The H2-13/H2-14/H-1/H-2/H-3, H2-5/H2-6/H-7, H2-9/H2-10/H-11, and H-1/H-15/H3-17 spin systems identified by 1H-1H correlation spectroscopy (COSY) (Figure 2) were fit to the regiochemistry of vicinal couplings in 1. Based on the aforementioned data and the results of 1H-13C long-range correlations obtained from heteronuclear multiple-bond coherence (HMBC) analysis, the molecular framework of 1 was determined (Figure 2). The vinyl methyls at C-4 and C-12 were established from HMBC correlations between H3-18/C-3, C-4, C-5, and H3-20/C-11, C-12, C-13, respectively. The carboxyl group at C-8 was established from an HMBC correlation between one of the C-9 methylene protons (δH 1.84) and the carbonyl carbon of carboxyl group at δC 170.7 (C-19). An ester carbonyl signal at δC 179.3 (C-16) showed a 2J-coupling with a methine proton at δH 2.33 (H-15); 3J- couplings with an oxymethine proton at δH 5.32 (H-2), and methyl protons at δH 1.25 (H3-17) in the HMBC spectrum established the α-methyl-γ-lactone moiety in 1.
Figure 2.
Major COSY (
) and HMBC (
) correlations of 1.
The interactions obtained using nuclear Overhauser effect spectroscopy (NOESY) and the data of vicinal 1H-1H coupling constants revealed the relative stereochemistry of 1 (Figure 3). Biogenetically, in most cases the proton at C-1 is β-oriented in naturally-occurring cembranoids from Lobophytum spp. [2]. The NOESY cross-peak of H-1 and H-2 suggested that these two protons were β-oriented. The vinyl methyl H3-18 exhibited a NOESY response with H-2, but not with H-3, and a NOESY correlation was observed between H-3 and H-15, demonstrating the trans configuration of ∆3, and H-15 was therefore α-oriented in the γ-lactone moiety. The trans relationship between H-1 and H-15 was established from a large coupling constant (J = 12.0 Hz) for these two vicinal protons. H-11 showed a NOESY correlation with one of the C-13 methylene protons (δH 2.01), but not with H3-20, indicating the trans configuration of ∆11. Furthermore, olefin proton H-7 exhibited a NOESY correlation with one of the C-14 methylene protons (δH 1.82), also demonstrating the cis geometry of ∆7. Based on the aforementioned results, the configurations of the stereogenic centers of 1 were assigned as (1S*,2R*,15S*) (Supplementary Materials, Figures S1–S10).
Figure 3.
Major protons with NOESY (
) correlations of 1.
Single-crystal X-ray diffraction was used to confirm the structure of 1. The data suggested E-geometries of the C-3/4, C-11/12, and Z-geometry of the C-7/8 carbon-carbon double bonds in 1; in addition, the absolute configurations of the stereogenic carbons of 1 were confirmed as (1S,2R,15S) based on an Oak Ridge thermal-ellipsoid plot (ORTEP) of 1 (Figure 4).
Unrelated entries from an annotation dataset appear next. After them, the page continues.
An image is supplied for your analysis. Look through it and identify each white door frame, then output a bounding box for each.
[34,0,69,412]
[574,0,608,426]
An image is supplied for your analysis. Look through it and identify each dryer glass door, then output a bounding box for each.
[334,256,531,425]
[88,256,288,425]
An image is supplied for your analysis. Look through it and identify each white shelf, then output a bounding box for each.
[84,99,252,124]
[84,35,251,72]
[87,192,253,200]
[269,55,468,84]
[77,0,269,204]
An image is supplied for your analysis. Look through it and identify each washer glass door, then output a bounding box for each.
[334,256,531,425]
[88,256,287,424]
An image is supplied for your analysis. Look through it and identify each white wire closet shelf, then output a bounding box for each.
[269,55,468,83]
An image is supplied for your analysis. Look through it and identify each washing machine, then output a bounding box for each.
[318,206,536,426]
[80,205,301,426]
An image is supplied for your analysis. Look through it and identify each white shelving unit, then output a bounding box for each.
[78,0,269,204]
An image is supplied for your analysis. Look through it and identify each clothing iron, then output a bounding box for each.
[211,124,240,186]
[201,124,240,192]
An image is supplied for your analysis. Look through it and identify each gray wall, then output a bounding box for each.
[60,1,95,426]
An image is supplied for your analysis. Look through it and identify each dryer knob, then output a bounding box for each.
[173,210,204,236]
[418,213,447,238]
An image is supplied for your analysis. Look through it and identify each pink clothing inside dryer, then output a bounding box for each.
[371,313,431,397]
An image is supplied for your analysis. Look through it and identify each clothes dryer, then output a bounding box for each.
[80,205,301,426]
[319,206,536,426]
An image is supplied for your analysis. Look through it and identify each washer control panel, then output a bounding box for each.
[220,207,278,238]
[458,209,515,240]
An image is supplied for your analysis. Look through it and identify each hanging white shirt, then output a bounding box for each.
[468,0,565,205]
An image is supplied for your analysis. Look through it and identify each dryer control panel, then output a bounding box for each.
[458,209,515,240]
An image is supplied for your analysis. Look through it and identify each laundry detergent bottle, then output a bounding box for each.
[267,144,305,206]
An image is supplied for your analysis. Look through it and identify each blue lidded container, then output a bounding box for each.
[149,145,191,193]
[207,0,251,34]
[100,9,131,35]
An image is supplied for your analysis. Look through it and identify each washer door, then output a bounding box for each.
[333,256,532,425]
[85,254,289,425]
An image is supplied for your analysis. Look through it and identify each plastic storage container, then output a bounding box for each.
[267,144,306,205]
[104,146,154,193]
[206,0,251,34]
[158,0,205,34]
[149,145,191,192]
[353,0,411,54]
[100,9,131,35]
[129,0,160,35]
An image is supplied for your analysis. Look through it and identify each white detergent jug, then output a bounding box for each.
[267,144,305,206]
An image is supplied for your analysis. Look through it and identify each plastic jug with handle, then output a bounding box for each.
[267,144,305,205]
According to the X-ray determined structure of 1, the carboxylic acids formed dimers, in which the monomer units were held together by hydrogen bonds.
Figure 4.
ORTEP plot revealing the absolute configuration of 1.
Cembranoid 2 was obtained as colorless prisms, showing a sodiated ESIMS quasimolecular ion peak at m/z 353, and was found to have the molecular formula C20H26O4 by analysis of 13C and 1H NMR data (see Materials and Methods). The result revealed that this compound had 8 degrees of unsaturation. Strong bands at 3665~2398 (broad), 1760, and 1682 cm−1 in the IR spectrum indicated the presence of α,β-unsaturated carboxyl and γ-lactone groups. The 13C NMR and DEPT spectra revealed that 2 had 20 carbons, including two methyls, six sp3 methylenes, one sp2 methylene, two sp3 methines (one bearing a heteroatom), three sp2 methines, and six sp2 non-protonated carbons (one ester carbonyl and one carboxyl group). Therefore, 2 was identified as having two rings. It was found that the NMR data of 2 were almost identical to those of a known compound, lobohedleolide [3], and these two compounds were found to possess positive optical rotation value, suggesting that compound 2 is lobohedleolide, although the 13C chemical shift for the carboxyl carbon in 2 (δC 171.7, C-19) was different from that reported (δC 173.2) [3] (Supplementary Materials, Figures S11–S19).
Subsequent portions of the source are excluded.